Television shows us every spectacular act of nature but it is different being there and watching it yourself through a pair of binoculars, a much finer pair of binoculars than we have at home, by the way. I suppose we spent a couple of hours or so walking there and back, waiting for the rooks to rise, and then they did rise, some 30,000 or so according to our friend & host.
The weather was kind, bright at moments, the wind hard on the ears. It tends to drop as it gets dark, said our host, and I suppose it did. As the sky moved through dusk, which doesn't take very long, shapes became silhouettes, and the river glowed all the more brightly under starlight and a largely clear sky. The pub at the bend glittered as if it were still Christmas, and two or three smaller lit houses were pinpoint sharp.
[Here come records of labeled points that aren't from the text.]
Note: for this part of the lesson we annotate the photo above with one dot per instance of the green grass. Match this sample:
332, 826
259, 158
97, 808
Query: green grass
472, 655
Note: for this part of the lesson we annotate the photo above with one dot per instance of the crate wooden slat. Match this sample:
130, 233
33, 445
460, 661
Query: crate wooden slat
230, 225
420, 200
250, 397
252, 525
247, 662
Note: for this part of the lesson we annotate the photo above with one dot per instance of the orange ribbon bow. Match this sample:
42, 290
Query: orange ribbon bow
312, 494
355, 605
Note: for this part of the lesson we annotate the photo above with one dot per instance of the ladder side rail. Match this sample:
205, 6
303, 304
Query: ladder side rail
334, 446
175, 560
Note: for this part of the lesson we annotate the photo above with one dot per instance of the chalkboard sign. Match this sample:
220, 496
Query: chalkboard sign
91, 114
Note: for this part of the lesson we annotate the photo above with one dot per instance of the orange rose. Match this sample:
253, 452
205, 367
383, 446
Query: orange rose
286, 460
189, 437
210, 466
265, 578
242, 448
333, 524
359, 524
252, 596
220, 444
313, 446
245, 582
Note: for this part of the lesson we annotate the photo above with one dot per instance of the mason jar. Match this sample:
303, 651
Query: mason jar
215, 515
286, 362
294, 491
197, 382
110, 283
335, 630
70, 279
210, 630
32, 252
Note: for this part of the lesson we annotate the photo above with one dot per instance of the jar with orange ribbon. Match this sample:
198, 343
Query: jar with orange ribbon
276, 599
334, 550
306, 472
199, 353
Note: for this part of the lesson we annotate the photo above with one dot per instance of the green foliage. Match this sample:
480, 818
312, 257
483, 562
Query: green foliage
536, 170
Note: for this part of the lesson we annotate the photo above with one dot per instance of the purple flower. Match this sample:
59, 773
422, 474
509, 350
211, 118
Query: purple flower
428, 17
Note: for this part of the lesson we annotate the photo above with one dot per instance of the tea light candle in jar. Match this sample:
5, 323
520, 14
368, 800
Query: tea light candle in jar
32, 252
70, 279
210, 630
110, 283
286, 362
We were working out which painter would have painted the late dusk in this way. If it were a city Atkinson Grimshaw would have done it, near the sea it might have been William Dyce. Norman Ackroyd might have etched it, but the pools of water were steely and electric, or maybe not so much steel as mercury, and though there was hardly any colour left, except in the river that was now reflecting the starlight, you still felt - crazy as it sounds - the pressure of colour, that the medium of the marshes wasn't black and white but deep sombre tones of green. Looking at the illuminated pub further down the path there was even a touch of Magritte about the scene, not so much pastoral as filmic.
I am so unfamiliar with nature - I can recognise a decent number of birds if they come near enough - that meeting it is like being on the other side of a mirror, inhabiting not one's own subjective imagination but the domain of a different subjectivity; being aware of oneself as a minor phenomenon in the eyes of something with views of its own.
Maybe this is the kind of mysticism that settles on urban people when put down by a rural river at night. It is a mysticism about which I feel as sceptical as I do about most other kinds of mysticism, but that doesn't mean I fail to notice it's there in me. And our hosts and friends, who are proper wide-cultured scientists, would probably do well to dismiss such mystical feeling, pointing to deeper and more intricate workings, to the multiple systems and microcosms of a world that, to a visitor, seems to constitute a unity.
In the end we thank our host for taking us to the place and feel privileged to have seen it. On the other side of the river, by the small brightly lit station that is not expecting any trains, small groups of people were standing, observing exactly the same events as we were, both of us possibly influencing the events we were noting by our presence, noting each others presence too, just as the rooks note ours before retiring to their roosts in woods to which they have returned for generations.